In the case at bar, Ray clearly abandoned any interest he had in the rifle prior to any attempt to quitclaim any interest therein to Hays. Although the statement of facts in the guilty plea proceedings details the facts of ownership of the rifle by Ray, there is nothing to refute his previous abandonment by leaving the rifle at the crime scene. Moreover, Ray has emphatically disclaimed any ownership interest in the rifle. Clearly, the law enforcement authorities “found” the rifle and immediately placed it in “custodia legis”, where it remains to this day. Under these facts, Ray abandoned the rifle and had no interest therein to convey to Hays.

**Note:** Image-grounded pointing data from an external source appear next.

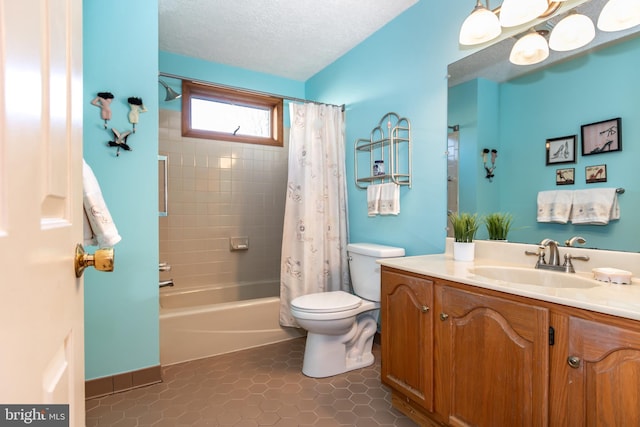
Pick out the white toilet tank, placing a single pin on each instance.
(365, 271)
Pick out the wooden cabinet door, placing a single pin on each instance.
(491, 361)
(407, 336)
(604, 383)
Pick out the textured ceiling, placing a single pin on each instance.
(288, 38)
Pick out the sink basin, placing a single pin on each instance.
(532, 276)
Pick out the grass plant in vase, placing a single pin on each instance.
(498, 225)
(465, 227)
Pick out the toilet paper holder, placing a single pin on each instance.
(239, 243)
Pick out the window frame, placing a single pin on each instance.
(215, 93)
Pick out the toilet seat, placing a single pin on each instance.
(326, 302)
(330, 306)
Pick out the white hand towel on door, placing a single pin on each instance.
(595, 206)
(373, 199)
(100, 224)
(554, 206)
(389, 199)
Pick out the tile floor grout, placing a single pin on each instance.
(263, 386)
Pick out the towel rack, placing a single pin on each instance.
(389, 153)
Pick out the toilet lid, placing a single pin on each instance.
(325, 302)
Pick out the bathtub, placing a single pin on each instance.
(207, 321)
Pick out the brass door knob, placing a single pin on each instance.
(102, 260)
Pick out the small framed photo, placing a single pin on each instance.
(561, 150)
(565, 176)
(602, 137)
(597, 173)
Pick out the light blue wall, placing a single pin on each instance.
(401, 68)
(598, 87)
(550, 104)
(120, 39)
(474, 107)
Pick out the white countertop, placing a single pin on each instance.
(609, 298)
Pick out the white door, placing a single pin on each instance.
(41, 301)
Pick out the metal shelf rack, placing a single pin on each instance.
(390, 143)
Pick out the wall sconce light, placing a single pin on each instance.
(485, 161)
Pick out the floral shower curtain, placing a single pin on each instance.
(314, 240)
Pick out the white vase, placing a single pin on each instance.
(464, 251)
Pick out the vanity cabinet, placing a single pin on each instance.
(406, 320)
(603, 374)
(491, 360)
(460, 355)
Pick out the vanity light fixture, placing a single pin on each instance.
(572, 32)
(485, 24)
(618, 15)
(530, 49)
(479, 27)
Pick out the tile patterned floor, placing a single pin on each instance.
(258, 387)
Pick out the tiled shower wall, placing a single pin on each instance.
(218, 190)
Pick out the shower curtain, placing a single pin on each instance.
(314, 240)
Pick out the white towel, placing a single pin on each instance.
(373, 199)
(389, 199)
(595, 206)
(555, 206)
(99, 228)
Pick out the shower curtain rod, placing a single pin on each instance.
(254, 92)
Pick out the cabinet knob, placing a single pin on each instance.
(573, 361)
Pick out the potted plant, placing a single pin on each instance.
(498, 225)
(465, 227)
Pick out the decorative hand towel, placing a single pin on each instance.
(554, 206)
(373, 199)
(595, 206)
(389, 199)
(100, 223)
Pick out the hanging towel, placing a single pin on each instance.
(373, 199)
(595, 206)
(389, 199)
(99, 228)
(555, 206)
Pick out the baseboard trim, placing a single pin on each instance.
(122, 382)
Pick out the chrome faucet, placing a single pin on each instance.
(554, 255)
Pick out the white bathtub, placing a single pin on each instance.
(203, 322)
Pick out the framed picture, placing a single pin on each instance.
(597, 173)
(561, 150)
(602, 137)
(565, 176)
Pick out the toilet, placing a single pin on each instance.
(340, 326)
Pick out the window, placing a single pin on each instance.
(231, 115)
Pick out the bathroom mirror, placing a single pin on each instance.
(521, 125)
(162, 185)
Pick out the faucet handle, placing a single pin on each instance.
(571, 242)
(540, 254)
(568, 265)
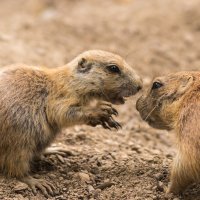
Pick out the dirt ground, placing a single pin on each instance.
(156, 37)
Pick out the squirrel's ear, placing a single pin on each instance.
(83, 65)
(186, 82)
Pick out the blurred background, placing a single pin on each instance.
(156, 37)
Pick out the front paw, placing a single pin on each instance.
(102, 115)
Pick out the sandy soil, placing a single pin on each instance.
(156, 37)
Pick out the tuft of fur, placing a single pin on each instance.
(176, 105)
(37, 102)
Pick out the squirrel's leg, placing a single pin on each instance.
(181, 175)
(60, 149)
(101, 114)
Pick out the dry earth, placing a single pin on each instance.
(156, 37)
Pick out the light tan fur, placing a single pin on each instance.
(37, 102)
(176, 105)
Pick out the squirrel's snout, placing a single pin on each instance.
(139, 88)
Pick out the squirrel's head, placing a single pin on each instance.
(105, 76)
(161, 104)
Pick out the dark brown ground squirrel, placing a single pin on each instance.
(36, 103)
(173, 102)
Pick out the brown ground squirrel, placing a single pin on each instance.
(36, 103)
(173, 102)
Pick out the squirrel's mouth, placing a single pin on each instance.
(118, 100)
(121, 97)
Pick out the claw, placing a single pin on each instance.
(60, 150)
(105, 126)
(112, 123)
(45, 187)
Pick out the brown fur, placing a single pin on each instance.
(176, 105)
(36, 103)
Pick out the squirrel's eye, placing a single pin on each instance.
(156, 85)
(113, 68)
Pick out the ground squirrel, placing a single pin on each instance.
(173, 102)
(36, 103)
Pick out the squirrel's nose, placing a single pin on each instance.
(139, 88)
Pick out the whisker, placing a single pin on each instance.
(157, 103)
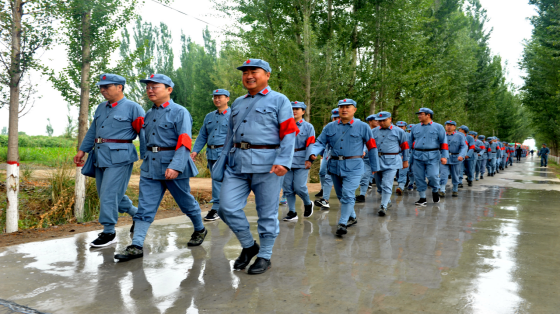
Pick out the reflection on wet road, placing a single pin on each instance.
(493, 249)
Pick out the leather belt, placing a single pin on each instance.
(247, 146)
(101, 140)
(158, 149)
(340, 158)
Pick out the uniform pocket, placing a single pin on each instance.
(121, 122)
(265, 115)
(263, 156)
(119, 152)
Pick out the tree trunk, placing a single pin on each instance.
(80, 186)
(12, 170)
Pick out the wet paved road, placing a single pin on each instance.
(495, 249)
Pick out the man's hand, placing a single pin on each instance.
(171, 174)
(79, 157)
(279, 170)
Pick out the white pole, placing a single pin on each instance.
(12, 190)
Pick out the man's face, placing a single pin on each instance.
(298, 113)
(450, 128)
(346, 111)
(110, 91)
(220, 100)
(385, 123)
(157, 91)
(255, 79)
(423, 117)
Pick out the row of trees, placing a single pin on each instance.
(541, 61)
(393, 55)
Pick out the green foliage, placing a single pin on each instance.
(541, 61)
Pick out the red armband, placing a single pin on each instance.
(404, 146)
(288, 126)
(137, 124)
(184, 140)
(371, 144)
(309, 141)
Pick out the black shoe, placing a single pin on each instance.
(308, 211)
(292, 216)
(131, 252)
(322, 203)
(382, 211)
(197, 237)
(260, 265)
(341, 229)
(212, 215)
(104, 239)
(361, 199)
(435, 197)
(245, 257)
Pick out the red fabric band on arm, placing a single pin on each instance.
(371, 144)
(184, 140)
(288, 126)
(309, 141)
(137, 124)
(404, 146)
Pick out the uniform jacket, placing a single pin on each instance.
(271, 122)
(391, 140)
(457, 147)
(304, 140)
(169, 125)
(122, 120)
(347, 140)
(213, 132)
(429, 136)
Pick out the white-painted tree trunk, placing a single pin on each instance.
(12, 190)
(80, 194)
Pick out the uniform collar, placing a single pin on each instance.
(116, 103)
(350, 122)
(264, 92)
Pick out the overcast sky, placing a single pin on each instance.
(508, 18)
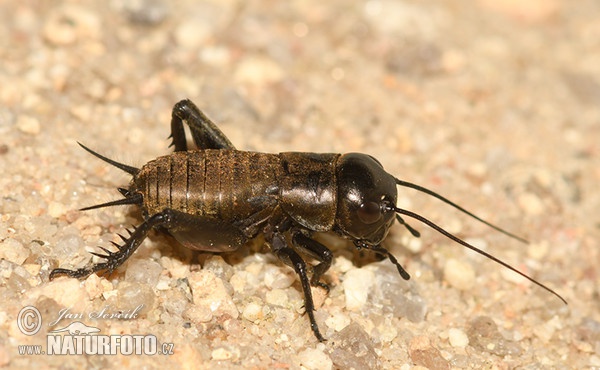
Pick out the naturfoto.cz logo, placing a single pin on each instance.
(77, 338)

Although the rifle was not forfeitable by virtue of the statutes in effect in 1968, the rifle is the property of the State by virtue of the possession acquired upon Ray’s abandonment.

As we have heretofore noted, the trial court dismissed the original suit brought by Hays against Montague to rescind the agreement between them. The trial court also dismissed Montague’s suit against the District Attorney General and the Criminal Court Clerk for a declaratory judgment. Hays has not appealed the dismissal of his ease, and we make no ruling thereon. Montague’s suit sought a declaratory judgment as to whether the rifle was forfeited to the state. Although the trial court found that it *409was forfeited, the court dismissed the suit instead of entering a declaratory judgment. We disagree with the trial court on both propositions.

It is not the province of this Court to knowingly overrule decisions of the Supreme Court and if statutory interpretation different from the holdings in Biggs and Bohanan are to be made, it should be done by the Supreme Court. Accordingly, the order of the trial court dismissing the third party action is vacated and we hold that under the law as it existed in 1968, the rifle in question was not forfeitable. However, Montague has no ownership interest in the rifle for the reason above stated. We should also reiterate that this decision shall in no way be interpreted as having any effect on the custodial rights of the criminal court pursuant to its order previously described.

This case is remanded to the trial court for such further proceedings as are necessary, and costs of the appeal are assessed against the appellees.

TOMLIN, P.J. (W.S.), and HIGHERS, J., concur.

. The successors in office — John Pierotti, District Attorney General, and Minerva Johnican, Criminal Court Clerk — have been substituted as parties pursuant to Tenn.R.Civ.P. 25.04.

. "A deodand” (a thing forfeited to God) was any personal chattel whatever, animate or inanimate, which, becoming the immediate instrument by which the death of a human creature was caused, was forfeited to the king, for sale and the distribution of the proceeds in alms to the poor by his high almoner, "for the appeasing of God’s wrath." Parker-Harris Co. v. Tate, 135 Tenn. 509, 514, 188 S.W. 54, 55 (1916).